Answer: Even if these persons acquired controlling interest at the time of the transaction, the rule is still applicable in which case that is still tax exempt.
Question: So, if these properties acquired under this tax exempt transactions are subsequently disposed of, how will you determine the basis?
Answer: The basis of the stock or properties acquired under this no gain, no loss recognized shall be the same basis in the hands if the transferor.
Suppose the property was acquired under transactions where gain is recognized and loss is not recognized? (GAIN RECOGNIZED, LOSS NOT RECOGNIZED)
Transaction solely in kind – this means that there are other consideration given other than those mentioned under transactions solely in kind (nos. 1 and 2 above, but cash is added).
Example: Corp. A party merger or consolidation transfers its cash and property to Corp. B, also a party to such merger or consolidation.

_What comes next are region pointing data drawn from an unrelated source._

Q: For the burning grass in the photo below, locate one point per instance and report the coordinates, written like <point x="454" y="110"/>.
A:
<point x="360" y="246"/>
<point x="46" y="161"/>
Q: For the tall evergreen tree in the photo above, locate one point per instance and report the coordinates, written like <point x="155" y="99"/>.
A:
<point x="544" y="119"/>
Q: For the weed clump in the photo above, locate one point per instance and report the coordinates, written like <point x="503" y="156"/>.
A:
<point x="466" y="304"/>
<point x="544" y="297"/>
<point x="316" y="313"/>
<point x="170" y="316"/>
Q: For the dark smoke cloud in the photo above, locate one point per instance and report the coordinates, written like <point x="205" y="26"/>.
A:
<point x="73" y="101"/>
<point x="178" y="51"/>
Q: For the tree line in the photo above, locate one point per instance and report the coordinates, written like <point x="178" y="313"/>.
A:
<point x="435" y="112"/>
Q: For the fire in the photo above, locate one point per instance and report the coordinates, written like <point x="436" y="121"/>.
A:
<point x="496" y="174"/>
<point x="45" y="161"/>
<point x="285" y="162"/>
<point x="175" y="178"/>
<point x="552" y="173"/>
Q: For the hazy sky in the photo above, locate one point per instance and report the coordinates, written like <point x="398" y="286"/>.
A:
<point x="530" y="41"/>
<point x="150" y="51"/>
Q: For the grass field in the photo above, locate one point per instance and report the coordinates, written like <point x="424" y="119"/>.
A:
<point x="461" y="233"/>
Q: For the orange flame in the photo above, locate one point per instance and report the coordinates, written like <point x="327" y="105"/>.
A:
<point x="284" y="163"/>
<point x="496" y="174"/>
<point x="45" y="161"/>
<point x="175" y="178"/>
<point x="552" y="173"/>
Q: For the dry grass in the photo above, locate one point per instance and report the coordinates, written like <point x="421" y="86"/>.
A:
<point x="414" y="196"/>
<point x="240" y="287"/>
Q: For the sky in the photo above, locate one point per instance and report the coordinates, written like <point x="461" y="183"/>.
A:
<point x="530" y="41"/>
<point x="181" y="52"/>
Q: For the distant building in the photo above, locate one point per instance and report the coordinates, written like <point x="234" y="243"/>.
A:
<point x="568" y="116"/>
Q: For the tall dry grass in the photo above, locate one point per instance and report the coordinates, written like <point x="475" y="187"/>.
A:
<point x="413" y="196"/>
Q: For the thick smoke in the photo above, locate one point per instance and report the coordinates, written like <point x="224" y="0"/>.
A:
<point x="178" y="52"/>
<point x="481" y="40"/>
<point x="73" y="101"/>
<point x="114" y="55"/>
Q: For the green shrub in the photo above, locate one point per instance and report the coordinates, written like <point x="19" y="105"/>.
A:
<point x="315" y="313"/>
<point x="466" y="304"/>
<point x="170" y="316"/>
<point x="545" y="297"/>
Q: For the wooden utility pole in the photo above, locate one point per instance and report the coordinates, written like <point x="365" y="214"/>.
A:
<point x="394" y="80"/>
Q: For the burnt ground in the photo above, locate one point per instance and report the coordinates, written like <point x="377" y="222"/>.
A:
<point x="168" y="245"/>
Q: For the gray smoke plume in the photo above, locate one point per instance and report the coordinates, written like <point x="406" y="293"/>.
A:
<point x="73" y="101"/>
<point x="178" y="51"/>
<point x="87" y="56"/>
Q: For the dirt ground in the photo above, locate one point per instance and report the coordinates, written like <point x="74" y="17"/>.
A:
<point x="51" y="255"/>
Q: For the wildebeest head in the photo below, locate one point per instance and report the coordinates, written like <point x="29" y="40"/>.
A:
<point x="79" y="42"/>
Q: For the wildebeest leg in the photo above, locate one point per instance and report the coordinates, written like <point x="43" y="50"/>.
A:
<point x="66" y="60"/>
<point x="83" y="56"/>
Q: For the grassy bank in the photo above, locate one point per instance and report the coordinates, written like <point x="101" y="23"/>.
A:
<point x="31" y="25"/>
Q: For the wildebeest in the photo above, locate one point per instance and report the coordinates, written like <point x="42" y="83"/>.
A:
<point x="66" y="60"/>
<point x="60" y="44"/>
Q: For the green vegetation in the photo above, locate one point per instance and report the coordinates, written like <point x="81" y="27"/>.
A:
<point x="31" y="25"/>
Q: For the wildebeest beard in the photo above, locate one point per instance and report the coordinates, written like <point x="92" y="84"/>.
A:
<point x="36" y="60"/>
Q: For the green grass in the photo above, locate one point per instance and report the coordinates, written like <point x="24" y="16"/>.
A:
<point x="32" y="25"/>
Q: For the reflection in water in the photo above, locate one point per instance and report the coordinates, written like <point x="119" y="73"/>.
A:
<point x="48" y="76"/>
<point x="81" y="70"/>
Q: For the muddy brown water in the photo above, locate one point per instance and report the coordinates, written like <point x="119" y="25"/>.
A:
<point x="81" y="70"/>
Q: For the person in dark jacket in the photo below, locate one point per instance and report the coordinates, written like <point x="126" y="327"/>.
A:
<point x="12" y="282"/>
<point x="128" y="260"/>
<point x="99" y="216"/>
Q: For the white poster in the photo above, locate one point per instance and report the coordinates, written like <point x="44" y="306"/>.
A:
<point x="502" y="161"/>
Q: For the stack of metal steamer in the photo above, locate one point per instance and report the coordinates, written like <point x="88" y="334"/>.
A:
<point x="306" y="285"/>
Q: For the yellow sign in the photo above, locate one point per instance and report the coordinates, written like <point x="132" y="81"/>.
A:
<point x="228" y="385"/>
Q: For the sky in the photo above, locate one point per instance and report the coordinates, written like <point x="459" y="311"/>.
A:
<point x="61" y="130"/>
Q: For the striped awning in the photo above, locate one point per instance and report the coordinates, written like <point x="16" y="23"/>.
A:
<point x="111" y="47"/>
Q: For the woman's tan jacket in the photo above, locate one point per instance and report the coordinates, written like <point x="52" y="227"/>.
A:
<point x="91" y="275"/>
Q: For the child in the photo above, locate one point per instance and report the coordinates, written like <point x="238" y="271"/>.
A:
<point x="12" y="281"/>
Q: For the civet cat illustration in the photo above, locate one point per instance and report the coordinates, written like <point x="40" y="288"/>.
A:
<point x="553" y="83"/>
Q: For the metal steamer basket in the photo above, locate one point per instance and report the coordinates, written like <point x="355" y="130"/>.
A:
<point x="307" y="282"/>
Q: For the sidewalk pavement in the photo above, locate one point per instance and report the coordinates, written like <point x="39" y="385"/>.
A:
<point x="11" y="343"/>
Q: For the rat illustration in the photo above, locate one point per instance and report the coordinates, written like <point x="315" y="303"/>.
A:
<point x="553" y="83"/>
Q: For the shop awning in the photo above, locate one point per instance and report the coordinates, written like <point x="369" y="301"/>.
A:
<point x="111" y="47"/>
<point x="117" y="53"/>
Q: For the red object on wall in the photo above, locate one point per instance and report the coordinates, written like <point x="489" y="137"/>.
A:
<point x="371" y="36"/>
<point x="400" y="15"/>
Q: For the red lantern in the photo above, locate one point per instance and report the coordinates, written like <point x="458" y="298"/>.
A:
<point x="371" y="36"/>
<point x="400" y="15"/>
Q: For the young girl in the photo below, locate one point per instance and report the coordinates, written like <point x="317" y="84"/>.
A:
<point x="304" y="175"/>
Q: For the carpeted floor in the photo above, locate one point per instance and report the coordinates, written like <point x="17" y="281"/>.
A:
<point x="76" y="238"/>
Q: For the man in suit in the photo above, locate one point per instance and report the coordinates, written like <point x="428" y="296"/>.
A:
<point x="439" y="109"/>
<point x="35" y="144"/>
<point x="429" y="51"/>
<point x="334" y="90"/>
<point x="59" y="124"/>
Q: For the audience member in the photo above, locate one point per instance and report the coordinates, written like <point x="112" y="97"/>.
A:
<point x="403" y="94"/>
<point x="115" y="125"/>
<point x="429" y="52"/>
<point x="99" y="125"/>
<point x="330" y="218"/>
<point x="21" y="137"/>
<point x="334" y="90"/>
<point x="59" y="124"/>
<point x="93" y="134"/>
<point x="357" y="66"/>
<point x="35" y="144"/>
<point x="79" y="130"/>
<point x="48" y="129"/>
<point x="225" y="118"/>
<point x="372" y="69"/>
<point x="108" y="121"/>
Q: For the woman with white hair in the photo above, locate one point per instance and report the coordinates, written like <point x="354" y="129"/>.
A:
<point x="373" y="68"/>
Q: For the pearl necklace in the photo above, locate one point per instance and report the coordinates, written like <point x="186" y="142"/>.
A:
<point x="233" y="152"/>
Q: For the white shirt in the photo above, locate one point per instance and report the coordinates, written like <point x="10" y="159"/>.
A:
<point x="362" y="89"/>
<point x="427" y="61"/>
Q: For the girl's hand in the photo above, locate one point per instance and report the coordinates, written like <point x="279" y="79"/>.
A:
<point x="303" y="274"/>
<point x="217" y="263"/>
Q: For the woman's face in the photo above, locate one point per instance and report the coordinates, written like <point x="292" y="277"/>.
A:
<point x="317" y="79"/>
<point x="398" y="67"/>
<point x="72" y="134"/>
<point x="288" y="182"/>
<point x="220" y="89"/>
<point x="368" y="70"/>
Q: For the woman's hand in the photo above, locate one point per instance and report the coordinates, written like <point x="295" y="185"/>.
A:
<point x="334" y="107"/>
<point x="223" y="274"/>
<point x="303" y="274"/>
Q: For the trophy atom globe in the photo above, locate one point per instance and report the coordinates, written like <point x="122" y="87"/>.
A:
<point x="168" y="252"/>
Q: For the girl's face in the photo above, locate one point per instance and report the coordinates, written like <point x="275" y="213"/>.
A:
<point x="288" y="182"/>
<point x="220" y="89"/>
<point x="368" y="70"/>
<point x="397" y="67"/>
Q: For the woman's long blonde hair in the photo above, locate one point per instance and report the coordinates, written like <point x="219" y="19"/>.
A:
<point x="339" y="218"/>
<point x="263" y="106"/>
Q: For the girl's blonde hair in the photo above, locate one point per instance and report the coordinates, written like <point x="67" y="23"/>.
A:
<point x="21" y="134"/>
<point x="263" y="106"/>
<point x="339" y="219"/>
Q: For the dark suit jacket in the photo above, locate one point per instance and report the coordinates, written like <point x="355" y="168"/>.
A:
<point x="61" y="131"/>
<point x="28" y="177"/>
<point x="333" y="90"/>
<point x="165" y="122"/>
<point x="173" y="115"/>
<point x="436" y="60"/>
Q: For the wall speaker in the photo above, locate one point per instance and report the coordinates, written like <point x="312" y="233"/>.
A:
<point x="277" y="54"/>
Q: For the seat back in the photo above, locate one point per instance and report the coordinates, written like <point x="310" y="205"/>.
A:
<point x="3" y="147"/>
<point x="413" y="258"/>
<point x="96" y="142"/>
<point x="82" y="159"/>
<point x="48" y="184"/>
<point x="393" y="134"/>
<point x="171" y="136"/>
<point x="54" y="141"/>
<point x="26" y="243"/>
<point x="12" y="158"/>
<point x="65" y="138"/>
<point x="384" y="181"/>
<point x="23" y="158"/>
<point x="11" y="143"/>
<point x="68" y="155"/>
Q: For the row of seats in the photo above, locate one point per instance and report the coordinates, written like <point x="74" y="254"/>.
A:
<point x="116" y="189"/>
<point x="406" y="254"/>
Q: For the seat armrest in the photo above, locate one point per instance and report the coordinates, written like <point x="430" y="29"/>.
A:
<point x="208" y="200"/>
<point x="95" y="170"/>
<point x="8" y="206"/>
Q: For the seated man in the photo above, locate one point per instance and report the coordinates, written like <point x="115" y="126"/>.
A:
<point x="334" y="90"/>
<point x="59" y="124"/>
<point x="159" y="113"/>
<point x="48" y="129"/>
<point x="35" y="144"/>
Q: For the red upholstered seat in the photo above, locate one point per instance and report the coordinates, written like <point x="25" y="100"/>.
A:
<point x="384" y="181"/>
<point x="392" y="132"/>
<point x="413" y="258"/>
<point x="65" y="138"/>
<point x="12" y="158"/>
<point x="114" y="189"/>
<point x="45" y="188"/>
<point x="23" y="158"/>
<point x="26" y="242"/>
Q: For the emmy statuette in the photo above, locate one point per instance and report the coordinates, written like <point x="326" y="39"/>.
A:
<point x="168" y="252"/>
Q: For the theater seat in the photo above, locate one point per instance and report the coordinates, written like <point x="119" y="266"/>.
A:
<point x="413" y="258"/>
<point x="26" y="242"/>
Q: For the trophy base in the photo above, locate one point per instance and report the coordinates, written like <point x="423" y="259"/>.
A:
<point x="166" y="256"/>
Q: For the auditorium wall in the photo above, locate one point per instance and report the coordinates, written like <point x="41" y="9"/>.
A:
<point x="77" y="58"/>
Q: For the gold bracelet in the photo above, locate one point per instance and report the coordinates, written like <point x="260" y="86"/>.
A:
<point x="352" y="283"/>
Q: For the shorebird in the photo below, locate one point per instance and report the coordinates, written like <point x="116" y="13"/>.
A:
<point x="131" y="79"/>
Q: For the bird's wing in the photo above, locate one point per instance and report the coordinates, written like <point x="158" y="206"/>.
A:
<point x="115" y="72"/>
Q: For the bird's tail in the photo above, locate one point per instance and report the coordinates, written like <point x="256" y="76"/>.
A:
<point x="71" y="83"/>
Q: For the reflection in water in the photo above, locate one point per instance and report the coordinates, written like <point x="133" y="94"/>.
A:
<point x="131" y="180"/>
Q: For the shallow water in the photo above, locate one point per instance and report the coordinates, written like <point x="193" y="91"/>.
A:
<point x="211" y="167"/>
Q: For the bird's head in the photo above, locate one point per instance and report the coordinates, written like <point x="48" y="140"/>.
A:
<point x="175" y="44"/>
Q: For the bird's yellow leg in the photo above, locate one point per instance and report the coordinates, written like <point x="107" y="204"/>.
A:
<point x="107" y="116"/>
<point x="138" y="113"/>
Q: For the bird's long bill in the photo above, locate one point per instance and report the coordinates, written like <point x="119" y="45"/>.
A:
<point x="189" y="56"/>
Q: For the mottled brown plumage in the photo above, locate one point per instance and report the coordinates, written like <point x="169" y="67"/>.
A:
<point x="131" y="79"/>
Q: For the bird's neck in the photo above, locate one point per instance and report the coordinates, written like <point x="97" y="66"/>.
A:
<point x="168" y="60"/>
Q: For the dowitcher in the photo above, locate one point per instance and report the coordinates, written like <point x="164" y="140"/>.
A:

Corp. B, in exchange, transfers its stocks to Corp. A.
Illustration:
Property and Cash
Property: P50,000 Cash: P50,000 Corp. A Corp. B P100,000 Stock FMV – Stock: P100,000
Let us say that FMV of stock given by Corp. B is P100,000. The value of the property transferred by Corp. A is P50,000 while cash is also P50,000.
So if you add all of these, the amount received or realized is P200,000.
Now, you deduct the cost of the stock disposed of. Let us say that the cost of stock is P80,000.
So, Corp. B derived gain of P120,000. Is this taxable?
Answer:
YES, but only P100,000 is the amount that is taxable. This is so because of the limitation that it must not exceed the total cash and the FMV of the property. And if you add the FMV of the property and the total cash given, the total is P100,000.
Under the law, there is that limitation in transactions which involves not only the property but also cash. The gain is recognized or taxable but the taxable gain must not exceed the cash given and the FMV of the property which forms part of the consideration.
On the other hand, supposed the cost of stock disposed of or transferred to Corp. A is P250,000.
So, there is a loss of P50,000, is this recognized or deductible? NO.
If this property received under this transactions which is not solely in kind is subsequently disposed of, how do you determine the basis of that?
Answer: The basis of the property in the hands of the transferor less the FMV of the property, less cash received plus the gain recognized, if any, plus the dividend that may be treated as such, if there is any.
Basis in the hands of the transferor Less: FMV of the property
Cash received
Plus: Gain recognized, if any Dividend recognized, if any
Transactions were gain is recognized and loss is not recognized (meaning, if there is a gain, the gain is taxable and if the loss is not deductible) are: [W.I.R.N.]
1. Wash Sale
2. Illegal transactions
3. Those transactions involving Related taxpayers 4. Transactions Not solely in kind.